HDFC Bank Shares Plunge Over 8% Despite 39% Profit Growth: Here’s Why
On January 17, HDFC Bank's shares witnessed a substantial fall of more than 8%, marking their steepest decline since March 2020. This downward trend followed a 7% fall in the US-listed ADRs. Despite meeting headline expectations, the bank's financial results for the October-December quarter revealed underlying issues that disappointed investors.

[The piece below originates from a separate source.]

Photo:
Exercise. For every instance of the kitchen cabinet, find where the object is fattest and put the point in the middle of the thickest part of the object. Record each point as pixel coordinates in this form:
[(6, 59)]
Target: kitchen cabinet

Q3 FY24 Overview: A Mixed Bag
India's leading private sector bank displayed a mixed financial performance in Q3 FY24. The bank achieved a 2.3% sequential rise in net profit, and a notable 39% increase compared to the previous year, totalling Rs 17,718 crore. This figure was in line with market projections, yet it included a one-off write-back of Rs 1,500 crore of tax provisions pursuant to a favourable court decision. However, the bank's Net Interest Income (NII) fell short of expectations, recording Rs 28,470 crore.
Regarding asset quality, the bank reported a decrease in gross non-performing assets (NPAs), which stood at 1.26% of gross advances, down from 1.34% in the preceding quarter. Similarly, net NPAs were stable at 0.31%, supported by healthy recoveries and accelerated write-offs.
The bank's Total Capital Adequacy Ratio (CAR) under BASEL III norms was robust at 18.4%, significantly exceeding the regulatory requirement of 11.7%.
Challenges in the Financials
HDFC Bank saw a 50% year-on-year increase in provisions to Rs 4,216 crore, which included contingent provisions of Rs 1,220 crore towards AIF investments.
Additionally, there was a noticeable dip in the bank's core net interest margin (NIM) on total assets, which decreased to 3.4% from the previous quarter's 3.65%. Prior to its merger with Housing Development Finance Corp (HDFC) in July last year, the bank consistently maintained NIMs above 4%.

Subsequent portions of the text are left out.